REVIEW: Shadow Dancer

PIAF FILM
Shadow Dancer (M) 4 stars
Andrea Riseborough, Clive Owen
DIRECTOR: JAMES MARSH
REVIEW: MARK NAGLAZAS

You will like this if you liked The General (John Boorman) The Devil's Own, Bloody Sunday.

While I enjoyed the latest James Bond adventure Skyfall (well, I was stirred rather than shaken) what's really gripping me now is the new wave of realistic, detail-oriented espionage/secret service movies and TV shows.

Earlier this year we had the superlative new version of John le Carre's Tinker, Tailor, Soldier, Spy; on television it's been hard to tear our eyes away from Homeland, the series about the race to prevent a terrorist attack on the US; and coming up early next year is Zero Dark Thirty, Kathryn Bigelow's astonishing thriller about the hunt for Osama bin Laden (watch out for it come Oscar time).

James Marsh's Shadow Dancer, which is set in Belfast and deals with the struggle between Republican forces and the British secret service, is not in the same class as this top-drawer trio.

But what they all have in common is intense focus on the actual business of spying and covert action - on the hard slog of data mining, on the brutality and trauma of interrogation, on the lies and betrayals and collateral damage. Even love and sex are weapons of war in this new age of pragmatic, hard-nosed secret- service movies.

While Marsh has a background in documentary (Man on a Wire and the recent Project Nim) he reveals an almost Hitchcockian facility telling stories through images, launching Shadow Dancer with two stunning sequences that lay out the situation more swiftly and effectively than a dozen dialogue-heavy thrillers.

In the early 1970s the father in a Republican family sends his daughter Collette out to buy a packet of cigarettes. She in turn sends her little brother whose bloody body is later returned, a victim of sectarian violence.

We flash forward a couple of decades to a London subway where Collette, now committed to the Republican cause, leaves a bag and flees through the bowels of the underground but waiting outside are two agents from MI5.
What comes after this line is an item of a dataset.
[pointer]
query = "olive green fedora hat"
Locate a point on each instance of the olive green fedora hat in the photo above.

Collette (Andrea Riseborough) finds herself in a hotel room with MI5 operative Mac (Clive Owen) who tells her she must become a British mole, spying on her IRA, or face years in jail and the loss of access to her child.

Collette reluctantly agrees and finds herself back in Belfast, where she reports to Mac any potential IRA action. However, when she is ordered to take part in a sanctioned hit by the increasingly suspicious IRA top brass Collette could become another victim of the civil war.

Marsh doesn't give Riseborough any big speeches or emotional blow-ups - the clock is ticking and she must move quickly to keep one step ahead of the Brits and her own people - but this talented performer still communicates an ocean of anguish and desperation and sheer steeliness. She could crack any time but she could also kill.

Owen must play second fiddle for much of Shadow Dancer. However, in the second half of the movie, when Mac realises that he and Collette may be part of a devious grander scheme run by his conniving cold fish of a boss (Gillian Anderson), Owen emerges, discovering a layer of humanity beneath his gruff, chilly spymaster exterior.

Indeed, the increasing confusion about exactly what's going on adds urgency and danger and sheer sexiness to a terrific scene in which Mac and Collette kiss, which leaves us wondering if it's part of the ruse or if something is happening between them.

The scene is scintillating not because it is romantically charged but because it doesn't break the overall mood of desperation and doom. They don't feel like lovers but passengers on a crashing plane clinging to each other.

Shadow Dancer is a modest achievement but I like it for its lack of histrionics, its tautness and mostly for Riseborough's resolute, quick-thinking heroine. How soon before we see a female James Bond?

Shadow Dancer is on at Somerville at 8pm from Monday until Sunday (excluding Christmas Day). It then screens at Joondalup Pines from January 1 to 6.